Quando assisti ao documentário sobre os críticos de arte Jerry Saltz e Roberta Smith, “The House of Criticism”, adorei a parte em que Roberta fala sobre isso. Ela até faz referência a um texto (chamado “Eu Estava Errada sobre Cecily Brown”) que escreveu sobre a artista:
Uma das obrigações de um crítico é a vontade de ser traído, às vezes brutalmente, pelo seu próprio gosto, cujos meandros você descobre ao longo de uma vida inteira de olhar. Eu poderia argumentar que Cecily Brown se tornou uma pintora melhor. Mas, na verdade, é a expansão muitas vezes misteriosa do meu próprio gosto que estamos falando aqui. Com sorte, você aprende a ver mais e mais profundamente. Peter Schjeldahl, o falecido crítico de arte do The New Yorker, colocou isso de forma mais aforística. Quando perguntado se ele já mudou suas opiniões sobre artistas, ele respondeu: “Se suas opiniões não estão mudando, você está morto”.
Cecily Brown
3) Por falar em pintura boa, a Comme des Garçons chamou Henry Taylor para estampar a nova coleção de carteiras da marca. Queremos agora:
4) Não sei se já deu pra notar, mas eu sou completamente apaixonada por Nova York. E adoro os segredinhos da cidade. Reparem que na foto abaixo (tirei pra vocês!) a placa com o número da rua é marrom desse lado e verde do outro lado da rua. Sabem por que? Quando a placa é marrom, aquele quarteirão é patrimônio histórico! Por isso, podem ver: geralmente quanto mais plaquinhas marrons, mais charmoso e preservado é o bairro. Nada contra o novo, mas vocês sabem de que tipo de arquitetura “modernosa” estou falando né?

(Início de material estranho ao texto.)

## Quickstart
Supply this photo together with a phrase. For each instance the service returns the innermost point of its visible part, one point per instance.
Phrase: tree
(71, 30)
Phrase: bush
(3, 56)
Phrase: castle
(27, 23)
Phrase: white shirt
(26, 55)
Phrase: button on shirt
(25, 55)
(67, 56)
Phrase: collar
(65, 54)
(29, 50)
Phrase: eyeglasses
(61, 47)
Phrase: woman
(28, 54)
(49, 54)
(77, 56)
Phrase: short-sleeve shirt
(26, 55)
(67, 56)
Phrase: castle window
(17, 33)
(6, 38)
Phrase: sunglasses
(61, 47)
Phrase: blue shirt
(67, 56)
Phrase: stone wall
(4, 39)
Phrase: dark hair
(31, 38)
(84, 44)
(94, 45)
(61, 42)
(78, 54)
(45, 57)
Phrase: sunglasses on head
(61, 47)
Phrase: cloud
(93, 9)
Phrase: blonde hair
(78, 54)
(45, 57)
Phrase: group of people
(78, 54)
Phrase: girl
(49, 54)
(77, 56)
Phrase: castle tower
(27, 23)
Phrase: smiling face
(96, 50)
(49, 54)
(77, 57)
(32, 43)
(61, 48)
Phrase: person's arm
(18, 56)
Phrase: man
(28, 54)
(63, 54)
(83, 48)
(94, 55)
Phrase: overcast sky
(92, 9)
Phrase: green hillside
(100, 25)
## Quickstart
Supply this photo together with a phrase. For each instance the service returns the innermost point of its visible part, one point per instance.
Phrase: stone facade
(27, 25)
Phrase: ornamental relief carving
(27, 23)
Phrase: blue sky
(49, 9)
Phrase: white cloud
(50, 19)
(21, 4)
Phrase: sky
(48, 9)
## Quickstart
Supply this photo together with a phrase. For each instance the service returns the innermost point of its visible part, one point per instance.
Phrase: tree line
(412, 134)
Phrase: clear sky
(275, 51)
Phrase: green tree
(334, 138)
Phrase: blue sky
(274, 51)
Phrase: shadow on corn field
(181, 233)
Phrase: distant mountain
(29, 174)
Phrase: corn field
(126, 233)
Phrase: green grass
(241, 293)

5) Ando tão apaixonada pelo podcast da Amy Poehler, que estou escutando aos eps antigos. A conversa dela com a comediante indiana Zarna Garg é fenomenal. Anotei essa frase com a qual concordo radicalmente:
“Clarity is kindness” — algo como “clareza é gentileza.”

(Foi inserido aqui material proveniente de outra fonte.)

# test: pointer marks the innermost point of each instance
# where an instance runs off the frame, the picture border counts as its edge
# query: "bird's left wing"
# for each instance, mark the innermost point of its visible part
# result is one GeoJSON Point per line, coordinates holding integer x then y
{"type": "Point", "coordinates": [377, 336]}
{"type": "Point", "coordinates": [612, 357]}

6) Outro dia, fiz uma visita guiada à exposição de moda do Metropolitan Museum para um grupo de sete meninas adolescentes. Para colocar as garotas para pensar, tentei ir além das roupas como traje e comecei filosofando com elas sobre a parte política de escolher um look para vestir antes de sair de casa. Recorri a Martin Heidegger e apresentei a elas algumas ideias simplificadas:
Dasein é um termo para a existência humana. Traduzido literalmente do alemão como “estar no mundo”, Heidegger usou a expressão para ignorar conceitos tradicionais como “mente”, “alma” e “sujeito”. Enfatiza que os humanos não são observadores isolados, mas seres fundamentalmente definidos por seu envolvimento ativo e prático com o mundo.

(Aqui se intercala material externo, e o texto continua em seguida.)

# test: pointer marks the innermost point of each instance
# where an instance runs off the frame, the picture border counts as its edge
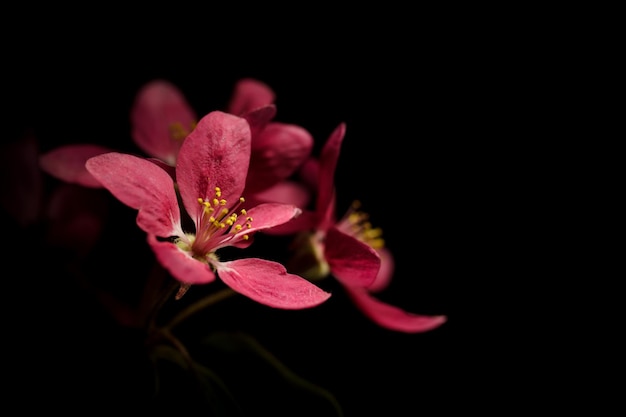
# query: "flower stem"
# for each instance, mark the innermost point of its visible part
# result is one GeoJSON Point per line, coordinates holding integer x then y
{"type": "Point", "coordinates": [197, 306]}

Em vez de ser um sujeito fechado dentro de um crânio observando um universo objetivo, os humanos já são sempre "lançados" em uma situação concreta (histórica, cultural e social). Heidegger argumentou que nos envolvemos com o mundo de forma prática e não teórica.
Olha a Adriana Varejão brilhando no Met!
7) Ninguém perguntou, eu sei, mas achei fraco o novo filme do Spielberg, “Disclosure Day”. Só anotei uma frase boa pra compartilhar aqui:
“Don’t be afraid of what you don’t know”, em tradução livre: não tenha medo do que você não sabe.
8) Divertido o resultado do trabalho do fotógrafo Austin Bell que, desde 2021, cataloga as quadras de basquete de Nova York:
9) Marcel Proust deu a dica:
“A verdadeira viagem de descobrimento não consiste em procurar novas paisagens e sim em ter novos olhos.”
Lygia Clark, Óculos, 1968
10) Começa esta semana o verão no hemisfério Norte. Que alegria! Estou amando o Matt Duncan e a música Juanita Bonita. Coisas boas!